Argentina’s Judiciary is in the middle of a firestorm and Justice Minister Germán Garavano fanned the flames a little further this week, when he hinted in an interview that he was tired of public office.
Having little to no political background prior to taking his post, he had discovered “pettiness,” a “lack of commitment” and “many lies,” he said. “Four years are really exhausting and it is a good period to lay the foundations for reforms,” he told the La990 radio station.
Some immediately speculated that the statements he made to Mauro Viale meant he wanted to leave the Mauricio Macri administration. Garavano, however, says that’s nonsense.
“If the president was re-elected and asked me to continue, I would do so with great honour,” Garavano said in conversation with the Times this week.
“When I referred to pettiness, I was giving my personal opinion and a description of how public office works,” he explained.
Friendly fire
Why is the minister so upset? Sources close to Garavano say he has the total support of Mauricio Macri and point out that the president dedicated a large part of his state-of-the-nation speech opening the legislative year to talking about initiatives of the Justice Ministry: a reshaping of the juvenile penal system, as well as public ethics legislation and a new Penal Code bill.
The minister has regularly found himself in the headlines of late. Just last week, Garavano was caught up in the eye of the storm when Federal Oral Court No. 2 delivered a sentence in the trial for the cover-up of the 1994 AMIA Jewish community centre bombing. Memoria Activa, one of the organisations that gathers relatives of the victims and acted as a plaintiff in the trial, demanded his resignation. The group, along with the former head of the Justice Ministry’s AMIA Unit, Mario Cimadevilla, accused Garavano of having forced the state plaintiffs to ask for the acquittal of prosecutors Eamon Mullen and José Barbaccia, who ended up being convicted on charges they diverted the investigation into the terrorist attack.
They are not the only ones who have requested the minister’s exit from government. So did Elisa “Lilita” Carrió, the founding member of the ruling Cambiemos (Let’s Change) coalition. Last year, the Civic Coalition leader asked for Garavano’s impeachment, accusing him for good measure of seeking to grant impunity to former president Carlos Menem, who stood trial on allegations he was part of the cover-up (he was later cleared).
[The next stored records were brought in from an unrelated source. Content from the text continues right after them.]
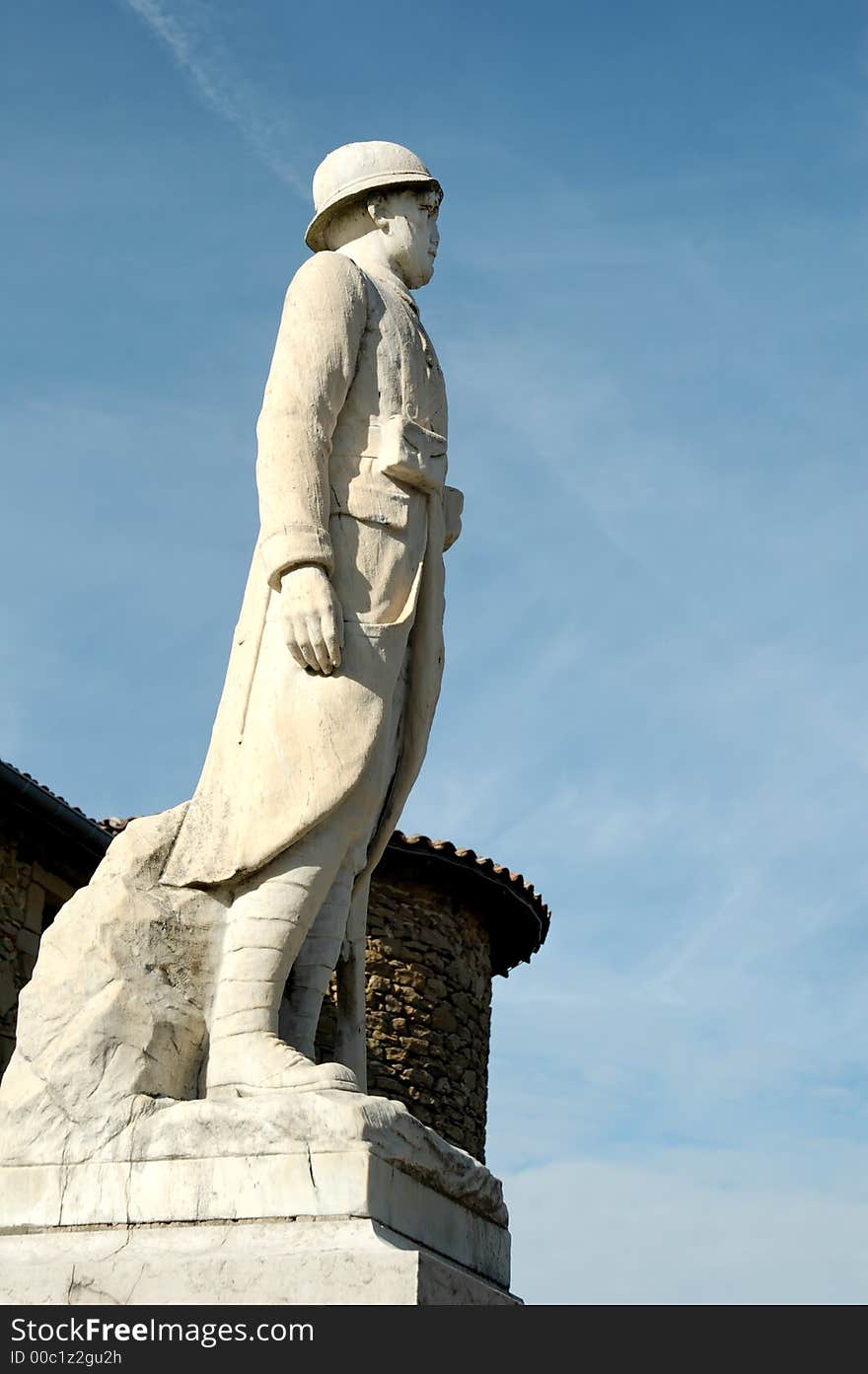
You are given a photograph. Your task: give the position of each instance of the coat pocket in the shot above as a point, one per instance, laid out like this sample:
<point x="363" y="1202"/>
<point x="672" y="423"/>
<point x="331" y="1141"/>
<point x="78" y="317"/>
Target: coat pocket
<point x="377" y="503"/>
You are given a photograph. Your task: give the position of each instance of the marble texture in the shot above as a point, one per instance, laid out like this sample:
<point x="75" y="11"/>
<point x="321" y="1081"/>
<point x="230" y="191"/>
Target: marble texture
<point x="322" y="1262"/>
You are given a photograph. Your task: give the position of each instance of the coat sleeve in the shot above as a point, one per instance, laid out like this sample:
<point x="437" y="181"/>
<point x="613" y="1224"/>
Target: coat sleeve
<point x="314" y="366"/>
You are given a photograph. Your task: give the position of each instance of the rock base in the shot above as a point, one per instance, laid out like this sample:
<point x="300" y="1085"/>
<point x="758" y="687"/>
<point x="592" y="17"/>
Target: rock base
<point x="304" y="1227"/>
<point x="325" y="1262"/>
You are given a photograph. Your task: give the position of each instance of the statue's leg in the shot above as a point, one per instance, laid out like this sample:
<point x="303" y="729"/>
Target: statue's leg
<point x="315" y="964"/>
<point x="265" y="929"/>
Sources close to Garavano, however, play down Carrió’s onslaught, saying it is all part of the ‘game’ of politics. With Cimadevilla though, things are different. So far, the request by the former head of the AMIA Unit hasn’t made progress.
Congress & the courts
According to reports, the minister is frustrated with some of his coalition allies, members of opposition parties and, above all, judges and prosecutors.
Garavano went public with criticism recently as the scandal involving alleged lawyer Marcelo D’Alessio and federal prosecutor Carlos Stornelli – the official in charge of the ‘cuadernos’ (“notebooks”) case – grew out of a federal court in Dolores, Buenos Aires province. On the same day the AMIA cover-up verdict was issued, Garavano said that over the past 30 years, Argentina’s secret services have continued to meddle in judicial investigations – without excluding the Let’s Change administration from that description.
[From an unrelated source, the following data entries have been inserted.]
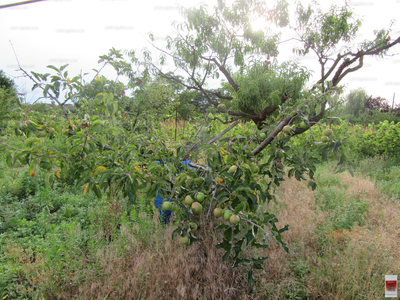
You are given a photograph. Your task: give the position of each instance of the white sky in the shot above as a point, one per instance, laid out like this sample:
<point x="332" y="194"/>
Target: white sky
<point x="77" y="32"/>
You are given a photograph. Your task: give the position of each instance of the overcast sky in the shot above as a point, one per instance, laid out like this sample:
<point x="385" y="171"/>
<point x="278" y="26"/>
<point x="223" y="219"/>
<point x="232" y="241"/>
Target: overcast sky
<point x="77" y="32"/>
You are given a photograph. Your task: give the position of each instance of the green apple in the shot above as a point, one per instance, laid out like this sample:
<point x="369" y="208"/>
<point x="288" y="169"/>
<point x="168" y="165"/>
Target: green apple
<point x="234" y="219"/>
<point x="327" y="132"/>
<point x="166" y="205"/>
<point x="232" y="169"/>
<point x="185" y="239"/>
<point x="227" y="214"/>
<point x="286" y="129"/>
<point x="197" y="208"/>
<point x="303" y="125"/>
<point x="218" y="212"/>
<point x="200" y="197"/>
<point x="192" y="226"/>
<point x="188" y="200"/>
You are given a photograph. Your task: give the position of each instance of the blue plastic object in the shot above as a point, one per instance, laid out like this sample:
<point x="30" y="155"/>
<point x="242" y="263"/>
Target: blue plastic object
<point x="165" y="215"/>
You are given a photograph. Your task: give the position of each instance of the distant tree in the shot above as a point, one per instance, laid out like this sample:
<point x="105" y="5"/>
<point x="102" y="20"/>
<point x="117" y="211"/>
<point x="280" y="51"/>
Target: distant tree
<point x="377" y="103"/>
<point x="355" y="103"/>
<point x="8" y="99"/>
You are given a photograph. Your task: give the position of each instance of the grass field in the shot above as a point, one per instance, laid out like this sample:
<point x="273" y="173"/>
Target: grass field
<point x="59" y="244"/>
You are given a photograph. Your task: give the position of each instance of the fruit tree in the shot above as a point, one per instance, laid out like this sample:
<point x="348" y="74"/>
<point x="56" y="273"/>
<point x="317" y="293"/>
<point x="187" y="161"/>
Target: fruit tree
<point x="235" y="174"/>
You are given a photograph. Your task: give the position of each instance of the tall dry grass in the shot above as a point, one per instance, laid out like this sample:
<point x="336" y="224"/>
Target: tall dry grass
<point x="322" y="264"/>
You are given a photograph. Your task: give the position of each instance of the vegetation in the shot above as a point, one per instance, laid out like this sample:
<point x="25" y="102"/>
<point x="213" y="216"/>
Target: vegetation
<point x="77" y="213"/>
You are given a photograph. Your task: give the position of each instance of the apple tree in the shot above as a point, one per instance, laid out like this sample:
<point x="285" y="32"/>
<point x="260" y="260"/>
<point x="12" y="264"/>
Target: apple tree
<point x="282" y="99"/>
<point x="239" y="166"/>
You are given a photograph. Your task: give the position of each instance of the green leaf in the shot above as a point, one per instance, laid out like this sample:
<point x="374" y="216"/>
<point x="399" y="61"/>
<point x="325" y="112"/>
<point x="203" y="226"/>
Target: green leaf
<point x="228" y="234"/>
<point x="250" y="278"/>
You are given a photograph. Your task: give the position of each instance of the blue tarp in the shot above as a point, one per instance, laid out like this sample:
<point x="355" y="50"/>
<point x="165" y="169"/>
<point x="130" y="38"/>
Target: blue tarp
<point x="165" y="215"/>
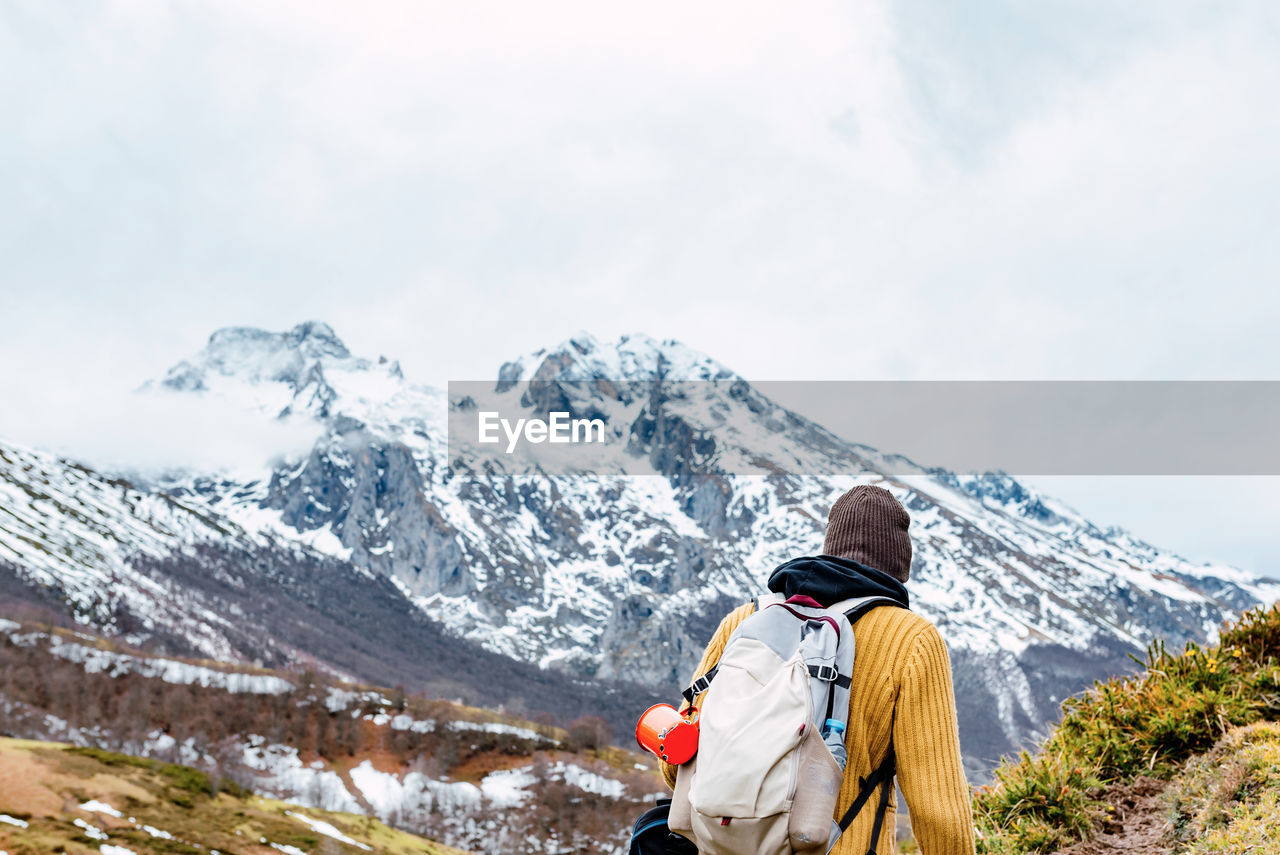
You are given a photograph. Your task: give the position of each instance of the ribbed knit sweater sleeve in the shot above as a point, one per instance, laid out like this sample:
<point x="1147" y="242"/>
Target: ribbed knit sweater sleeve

In January, the new federal Code of Criminal Procedure came into force. It will begin to be implemented first by Salta, Jujuy and then in the south. It will take a long time before it reaches the Comodoro Py courthouse, where it will change the chessboard, ceding more power to prosecutors.
One of Garavano’s additional complaints is that he was not able to appoint a new attorney general after the resignation of Alejandra Gils Carbó, who hastened her departure while the complaints filed and promoted by government allies grew. For the minister, it was a half-victory: he managed to oust Gils Carbó – seen as a detractor of the Macri administration – but failed to find the necessary senatorial votes to name Inés Weinberg de Roca as her replacement.
Another issue of concern to the Macri administration is the agenda of rulings prepared by the Supreme Court, some of which come with heavy economic implications for the government. For the Executive branch, the nation’s highest court became unpredictable after Carlos Rosenkrantz replaced Ricardo Lorenzetti as the chief justice. Rosenkrantz has failed to find allies while, in contrast, Lorenzetti, Horacio Rosatti and Juan Carlos Maqueda seem to have formed a compact bloc.
Although he maintains weekly contact with the justices, Garavano knows he is not to blame for what happens within the Talcahuano Palace.
The Supreme Court reshuffle was the work of another member of the government’s judicial board, Fabián ‘Pepín’ Rodríguez Simón, an ally of Carrió.